Benford’s law, also known as the Newcomb–Benford law, the law of anomalous numbers, or the first-digit law, is an observation that in many real-life sets of numerical data, the leading digit is likely to be small. In sets that obey the law, the number 1 appears as the leading significant digit about 30% of the time, while 9 appears as the leading significant digit less than 5% of the time. If the digits were distributed uniformly, they would each occur about 11.1% of the time.
The occurrence frequency of the leading digit is somehow logarithmic.
Not every data set satisfies Benford’s law.
Benford’s law tends to be best suited to:
- Quantitative, random data
- Data that are measured rather than assigned
- Ranges over orders of magnitudes
- Not artificially restricted by minimums or maximums
- Mixed populations
- Larger datasets are better
As an experiment, I generated two million points in Matlab to simulate a stationary signal with randomly-varying amplitude and with normal distribution. The mean value was zero. The standard deviation was one million. I then made a histogram of the first digit of each absolute instantaneous amplitude point. The objective was to determine whether the first digit histogram would match the Benford pattern. The results of the normal random signal was similar to Benford but with some variation as shown in the table below.

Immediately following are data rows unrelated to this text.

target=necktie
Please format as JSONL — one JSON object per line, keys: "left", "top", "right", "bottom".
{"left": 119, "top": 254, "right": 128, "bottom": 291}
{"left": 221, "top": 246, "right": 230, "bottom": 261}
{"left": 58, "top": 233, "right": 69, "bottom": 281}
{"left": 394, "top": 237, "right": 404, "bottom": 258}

I also took some nonstationary flight accelerometer data from an unmanned, suborbital launch vehicle, as shown in the figure above. The data had 453,250 points. I multiplied the amplitude by one million to achieved the desired multiple orders of magnitude effect. The nonstationary results had good agreement with Benford.
| First Digit | Benford Histogram | Normal Random Signal Histogram | Nonstationary Flight Data Histogram |
| 1 | 30.1% | 36.0% | 33.7% |
| 2 | 17.6% | 12.9% | 19.2% |
| 3 | 12.5% | 8.7% | 12.1% |
| 4 | 9.7% | 8.1% | 8.4% |
| 5 | 7.9% | 7.8% | 6.6% |
| 6 | 6.7% | 7.3% | 5.7% |
| 7 | 5.8% | 6.9% | 5.1% |
| 8 | 5.1% | 6.5% | 4.7% |
| 9 | 4.6% | 6.0% | 4.5% |
Further research is needed to determine whether this Benford comparison is useful for vibration analysis.
– Tom Irvine
Hi Tom,
Interesting! I tried on the vertical railway track irregularity data generated from German code, it basically fulfills Benford’s law.